Event-Driven Architecture in Django Without Losing Your Mind
Django gets dismissed in architecture conversations the moment someone says "event-driven." The assumption is that serious async systems need Go or Node or a fleet of Kafka-native microservices, and that Django is for CRUD apps that stopped evolving in 2015.
I've spent the last few years building event-driven backend workflows for interconnected platform services — wallets, authentication, notifications — largely on Django. It works, it scales further than most products will ever need, and the patterns that make it work are transferable to any stack.
Start with why: what events actually buy you
The naive version of a platform service does everything inline: a user tops up a wallet, and the request handler updates the balance, writes a ledger entry, sends a notification, syncs an analytics event, and calls a partner webhook. Five responsibilities, one transaction, one timeout away from an inconsistent state.
Events decouple what happened from what reacts to it. The wallet service records "TopUpCompleted" and moves on. Notifications, analytics, and webhooks each consume that event on their own schedule, with their own retry policies. A slow partner API no longer holds a database transaction hostage.
The outbox pattern is non-negotiable
The classic bug in event-driven systems: you commit the database transaction, then publish the event — and the publish fails. Or you publish first, and the transaction rolls back. Either way, your system now believes two different things.
The transactional outbox fixes this with plain SQL:
- ▸Write the event to an
outboxtable in the same transaction as the state change. - ▸A background worker polls the table and publishes pending events to the broker.
- ▸Mark rows as published only after the broker confirms.
In Django this is almost embarrassingly simple — an Outbox model, a transaction.atomic() block, and a management command running in a loop. No exotic infrastructure. We handled real money flows with this pattern and never lost an event.
Consumers must be idempotent, because retries are a promise
Every messaging system worth using guarantees at-least-once delivery, which is a polite way of saying "you will process duplicates." Design for it from the first consumer:
- ▸Natural idempotency where possible. "Set status to ACTIVE" can run twice harmlessly. Prefer absolute state over relative mutations —
balance = Xis safer thanbalance += Y. - ▸Idempotency keys where it isn't. Ledger entries carry the event ID with a unique constraint. A duplicate insert fails quietly, and the consumer acknowledges and moves on.

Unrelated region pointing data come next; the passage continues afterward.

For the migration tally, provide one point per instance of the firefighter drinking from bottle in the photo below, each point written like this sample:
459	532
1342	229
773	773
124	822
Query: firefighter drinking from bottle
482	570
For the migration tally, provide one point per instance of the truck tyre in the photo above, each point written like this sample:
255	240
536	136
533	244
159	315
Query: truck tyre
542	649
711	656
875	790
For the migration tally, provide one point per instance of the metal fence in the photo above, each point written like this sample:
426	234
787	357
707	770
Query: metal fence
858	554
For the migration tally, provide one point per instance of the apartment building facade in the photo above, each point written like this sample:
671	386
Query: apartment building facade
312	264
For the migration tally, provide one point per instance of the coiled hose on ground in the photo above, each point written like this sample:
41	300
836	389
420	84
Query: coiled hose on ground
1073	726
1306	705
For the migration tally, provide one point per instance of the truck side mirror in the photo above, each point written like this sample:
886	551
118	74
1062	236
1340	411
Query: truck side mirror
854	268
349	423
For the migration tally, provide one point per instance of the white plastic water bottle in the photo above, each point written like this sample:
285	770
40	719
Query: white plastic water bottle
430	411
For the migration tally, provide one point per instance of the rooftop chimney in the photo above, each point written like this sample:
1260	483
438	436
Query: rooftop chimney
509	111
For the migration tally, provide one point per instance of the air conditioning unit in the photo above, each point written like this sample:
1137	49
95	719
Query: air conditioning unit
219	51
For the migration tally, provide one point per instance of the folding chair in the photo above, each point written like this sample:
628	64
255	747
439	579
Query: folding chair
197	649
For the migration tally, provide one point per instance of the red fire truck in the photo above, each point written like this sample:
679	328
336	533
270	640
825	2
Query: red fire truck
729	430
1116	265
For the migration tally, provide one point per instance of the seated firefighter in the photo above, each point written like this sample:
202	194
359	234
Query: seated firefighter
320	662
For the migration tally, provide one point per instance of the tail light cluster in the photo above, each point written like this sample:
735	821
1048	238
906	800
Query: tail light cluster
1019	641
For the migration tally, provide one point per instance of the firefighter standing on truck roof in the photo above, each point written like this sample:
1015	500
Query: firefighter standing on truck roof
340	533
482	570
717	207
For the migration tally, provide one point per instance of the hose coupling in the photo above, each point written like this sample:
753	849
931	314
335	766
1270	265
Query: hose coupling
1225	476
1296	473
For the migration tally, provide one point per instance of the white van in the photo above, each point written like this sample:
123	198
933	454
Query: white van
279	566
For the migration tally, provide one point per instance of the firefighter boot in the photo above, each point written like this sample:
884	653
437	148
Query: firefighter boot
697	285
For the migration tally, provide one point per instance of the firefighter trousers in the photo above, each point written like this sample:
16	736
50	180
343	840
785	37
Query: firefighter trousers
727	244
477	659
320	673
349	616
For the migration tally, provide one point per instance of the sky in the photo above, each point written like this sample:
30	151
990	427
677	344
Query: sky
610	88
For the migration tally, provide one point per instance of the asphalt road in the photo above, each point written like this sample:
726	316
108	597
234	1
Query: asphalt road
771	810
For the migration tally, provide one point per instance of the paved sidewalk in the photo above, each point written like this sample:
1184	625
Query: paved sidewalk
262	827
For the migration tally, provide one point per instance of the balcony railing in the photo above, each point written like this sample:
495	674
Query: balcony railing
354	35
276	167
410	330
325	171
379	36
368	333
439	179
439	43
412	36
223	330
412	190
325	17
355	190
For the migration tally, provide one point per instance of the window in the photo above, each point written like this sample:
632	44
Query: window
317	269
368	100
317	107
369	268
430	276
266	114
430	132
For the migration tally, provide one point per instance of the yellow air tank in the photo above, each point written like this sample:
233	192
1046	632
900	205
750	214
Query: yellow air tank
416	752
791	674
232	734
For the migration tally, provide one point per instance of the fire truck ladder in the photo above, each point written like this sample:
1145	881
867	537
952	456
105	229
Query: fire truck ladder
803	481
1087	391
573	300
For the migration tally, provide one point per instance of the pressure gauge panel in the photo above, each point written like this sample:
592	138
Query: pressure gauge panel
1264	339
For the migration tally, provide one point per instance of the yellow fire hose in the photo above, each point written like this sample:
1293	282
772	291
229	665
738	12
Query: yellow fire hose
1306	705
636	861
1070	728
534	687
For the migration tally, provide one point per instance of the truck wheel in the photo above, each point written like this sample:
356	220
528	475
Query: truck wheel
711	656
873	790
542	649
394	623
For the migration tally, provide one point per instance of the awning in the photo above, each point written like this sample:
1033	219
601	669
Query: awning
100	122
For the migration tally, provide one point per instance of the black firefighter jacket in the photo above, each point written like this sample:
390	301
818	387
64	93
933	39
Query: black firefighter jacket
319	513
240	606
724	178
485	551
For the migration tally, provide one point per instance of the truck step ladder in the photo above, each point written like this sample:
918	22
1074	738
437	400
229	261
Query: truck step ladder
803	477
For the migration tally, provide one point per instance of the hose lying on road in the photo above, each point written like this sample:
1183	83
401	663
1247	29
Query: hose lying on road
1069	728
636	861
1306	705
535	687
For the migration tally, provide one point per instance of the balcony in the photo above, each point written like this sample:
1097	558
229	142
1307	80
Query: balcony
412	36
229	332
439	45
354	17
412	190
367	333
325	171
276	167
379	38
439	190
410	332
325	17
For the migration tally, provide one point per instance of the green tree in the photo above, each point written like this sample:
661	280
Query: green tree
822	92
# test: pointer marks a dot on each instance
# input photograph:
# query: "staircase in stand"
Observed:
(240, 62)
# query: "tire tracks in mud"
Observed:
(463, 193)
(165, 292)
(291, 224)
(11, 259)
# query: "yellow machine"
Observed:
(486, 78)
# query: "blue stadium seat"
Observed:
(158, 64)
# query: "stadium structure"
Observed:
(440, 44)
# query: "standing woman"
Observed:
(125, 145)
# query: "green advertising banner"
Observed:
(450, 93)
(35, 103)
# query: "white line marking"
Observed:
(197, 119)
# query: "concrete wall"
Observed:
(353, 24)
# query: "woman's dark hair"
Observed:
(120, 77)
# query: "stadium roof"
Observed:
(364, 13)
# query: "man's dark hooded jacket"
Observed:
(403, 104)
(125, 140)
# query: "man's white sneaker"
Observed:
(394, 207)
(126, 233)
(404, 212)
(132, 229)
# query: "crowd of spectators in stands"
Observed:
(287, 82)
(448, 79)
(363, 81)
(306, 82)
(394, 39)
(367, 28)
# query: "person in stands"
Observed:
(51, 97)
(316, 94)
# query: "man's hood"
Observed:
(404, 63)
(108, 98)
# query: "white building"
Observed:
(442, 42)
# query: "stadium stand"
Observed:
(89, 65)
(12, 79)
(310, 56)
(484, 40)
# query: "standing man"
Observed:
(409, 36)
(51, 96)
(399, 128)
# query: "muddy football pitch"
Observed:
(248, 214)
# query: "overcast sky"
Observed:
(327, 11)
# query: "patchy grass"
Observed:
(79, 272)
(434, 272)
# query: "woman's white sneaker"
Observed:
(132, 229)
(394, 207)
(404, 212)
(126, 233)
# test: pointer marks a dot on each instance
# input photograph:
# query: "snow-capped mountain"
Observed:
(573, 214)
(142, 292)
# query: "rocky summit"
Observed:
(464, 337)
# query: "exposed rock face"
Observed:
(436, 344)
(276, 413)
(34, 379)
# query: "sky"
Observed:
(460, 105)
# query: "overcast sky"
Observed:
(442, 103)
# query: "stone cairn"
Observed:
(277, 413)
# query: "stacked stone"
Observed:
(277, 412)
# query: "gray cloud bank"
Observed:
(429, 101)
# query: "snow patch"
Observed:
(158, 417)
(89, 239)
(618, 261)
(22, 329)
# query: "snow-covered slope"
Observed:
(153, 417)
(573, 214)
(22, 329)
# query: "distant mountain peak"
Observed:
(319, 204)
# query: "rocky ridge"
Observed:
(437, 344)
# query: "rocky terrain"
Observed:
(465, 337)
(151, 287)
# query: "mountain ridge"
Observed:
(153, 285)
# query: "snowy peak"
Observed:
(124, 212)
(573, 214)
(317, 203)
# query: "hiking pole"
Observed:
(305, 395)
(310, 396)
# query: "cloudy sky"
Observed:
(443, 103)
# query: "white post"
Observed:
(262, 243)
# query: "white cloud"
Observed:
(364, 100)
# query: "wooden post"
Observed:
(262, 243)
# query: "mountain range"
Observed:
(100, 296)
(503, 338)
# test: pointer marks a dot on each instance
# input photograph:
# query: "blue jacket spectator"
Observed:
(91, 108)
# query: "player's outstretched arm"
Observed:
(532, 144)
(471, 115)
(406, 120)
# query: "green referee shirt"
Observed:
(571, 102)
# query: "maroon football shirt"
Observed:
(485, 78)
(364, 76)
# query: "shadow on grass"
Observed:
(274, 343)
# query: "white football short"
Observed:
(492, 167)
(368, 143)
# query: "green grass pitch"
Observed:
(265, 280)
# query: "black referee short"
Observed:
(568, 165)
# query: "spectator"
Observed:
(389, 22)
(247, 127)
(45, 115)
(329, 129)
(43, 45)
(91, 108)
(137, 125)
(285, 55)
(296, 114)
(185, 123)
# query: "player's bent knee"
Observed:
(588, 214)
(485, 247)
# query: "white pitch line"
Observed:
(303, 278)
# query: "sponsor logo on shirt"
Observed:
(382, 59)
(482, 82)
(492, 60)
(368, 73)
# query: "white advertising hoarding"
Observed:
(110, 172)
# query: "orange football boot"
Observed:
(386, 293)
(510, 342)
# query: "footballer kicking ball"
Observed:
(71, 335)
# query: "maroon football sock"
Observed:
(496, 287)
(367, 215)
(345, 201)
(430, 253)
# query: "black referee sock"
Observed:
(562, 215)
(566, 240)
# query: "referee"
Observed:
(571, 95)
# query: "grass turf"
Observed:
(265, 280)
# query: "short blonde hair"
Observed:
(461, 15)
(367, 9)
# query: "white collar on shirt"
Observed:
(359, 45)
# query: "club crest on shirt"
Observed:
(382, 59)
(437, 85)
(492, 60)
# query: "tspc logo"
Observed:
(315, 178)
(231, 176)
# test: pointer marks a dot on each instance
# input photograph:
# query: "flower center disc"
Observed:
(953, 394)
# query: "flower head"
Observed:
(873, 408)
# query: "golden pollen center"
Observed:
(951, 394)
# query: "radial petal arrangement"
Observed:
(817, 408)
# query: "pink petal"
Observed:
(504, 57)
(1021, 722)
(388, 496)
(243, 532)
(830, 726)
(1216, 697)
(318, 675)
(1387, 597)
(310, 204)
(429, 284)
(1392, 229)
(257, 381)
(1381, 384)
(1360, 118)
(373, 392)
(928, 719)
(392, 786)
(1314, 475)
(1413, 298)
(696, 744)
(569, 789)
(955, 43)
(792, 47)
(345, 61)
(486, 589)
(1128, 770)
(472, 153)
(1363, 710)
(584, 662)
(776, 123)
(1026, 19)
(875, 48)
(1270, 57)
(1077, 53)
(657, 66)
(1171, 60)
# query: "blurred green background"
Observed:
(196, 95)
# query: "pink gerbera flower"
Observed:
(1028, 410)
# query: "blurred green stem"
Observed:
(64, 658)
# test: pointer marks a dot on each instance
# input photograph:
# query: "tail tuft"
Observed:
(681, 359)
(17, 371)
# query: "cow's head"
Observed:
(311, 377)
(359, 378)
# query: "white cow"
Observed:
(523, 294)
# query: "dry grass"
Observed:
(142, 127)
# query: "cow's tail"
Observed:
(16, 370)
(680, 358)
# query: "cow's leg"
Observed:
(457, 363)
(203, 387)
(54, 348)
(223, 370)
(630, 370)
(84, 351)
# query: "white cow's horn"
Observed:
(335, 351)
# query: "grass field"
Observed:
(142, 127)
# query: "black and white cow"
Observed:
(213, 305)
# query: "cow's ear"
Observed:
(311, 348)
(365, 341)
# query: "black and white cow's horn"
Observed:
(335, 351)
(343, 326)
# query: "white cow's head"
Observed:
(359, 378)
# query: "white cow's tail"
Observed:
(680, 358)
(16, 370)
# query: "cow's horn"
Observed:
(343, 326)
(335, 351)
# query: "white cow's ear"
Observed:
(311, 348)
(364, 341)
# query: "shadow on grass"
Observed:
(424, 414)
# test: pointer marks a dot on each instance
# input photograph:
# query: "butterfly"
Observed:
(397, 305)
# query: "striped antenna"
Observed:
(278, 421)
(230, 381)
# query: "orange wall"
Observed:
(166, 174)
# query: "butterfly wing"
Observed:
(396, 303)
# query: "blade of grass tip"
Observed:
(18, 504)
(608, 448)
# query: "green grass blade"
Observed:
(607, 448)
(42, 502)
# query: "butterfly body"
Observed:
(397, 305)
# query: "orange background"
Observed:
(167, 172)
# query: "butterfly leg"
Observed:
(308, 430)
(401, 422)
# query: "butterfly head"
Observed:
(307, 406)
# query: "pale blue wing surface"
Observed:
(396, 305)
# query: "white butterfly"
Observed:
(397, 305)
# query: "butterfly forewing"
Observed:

- ▸Isolate side effects. Sending an email twice is annoying; charging a card twice is a incident report. Gate the dangerous operations behind the dedup check, always.
Keep the event schema boring
Events are an API, and like any API, they outlive your enthusiasm for changing them. Lessons learned the slow way:
- ▸Fat events beat chatty consumers. Include the data consumers need in the payload. An event that's just an ID forces every consumer to call back into your service, recreating the coupling you were escaping.
- ▸Version from day one. A
versionfield costs nothing now and saves a coordinated multi-service deploy later. - ▸Name events in past tense. "OrderShipped," not "ShipOrder." Events describe facts, not commands. This sounds pedantic until someone builds a consumer that thinks it's being instructed rather than informed.
Ordering is a lie you tell yourself
Sooner or later someone asks: "but what if the events arrive out of order?" The honest answer is that in any system with retries and multiple workers, they will — and designing consumers that depend on ordering is building on sand.
Two strategies cover almost every real case:
- ▸Design events to be order-independent. If "WalletCredited" and "WalletDebited" both carry the resulting balance and a monotonic sequence number, a consumer can detect and discard stale updates regardless of arrival order. State-carrying events make ordering a non-issue.
- ▸Partition where order genuinely matters. When a strict sequence is unavoidable — ledger entries for a single account, say — route all events for that entity to the same partition and process that partition serially. Order within an entity is cheap; global order is a distributed-systems tax you should refuse to pay.
Dead letters are where systems go to rot
Every consumer eventually hits an event it cannot process — malformed payload, missing foreign key, a bug. The default failure mode is silent: the message retries forever, clogs the queue, and nobody notices until something downstream starves.
We route anything that fails N retries to a dead-letter queue, and — this is the part most teams skip — we treat a non-empty DLQ as an alerting condition, not a landfill. Every dead letter is a bug report from production. The discipline that kept ours near zero: weekly review, root-cause each message, and either fix the producer, fix the consumer, or add an explicit rejection rule. An ignored DLQ is just data loss on a delay timer.
You need less infrastructure than you think
We didn't start with Kafka. Redis Streams handled our early volume fine, and Django + Celery covered the worker orchestration we needed. The migration path to a heavier broker exists when the numbers demand it — most systems never get there.
The real lesson: event-driven architecture is a set of data-integrity disciplines, not a technology purchase. Outbox for publishing, idempotency for consuming, boring schemas for longevity. Get those right in Django, and the framework stops being the limiting factor — because it never was.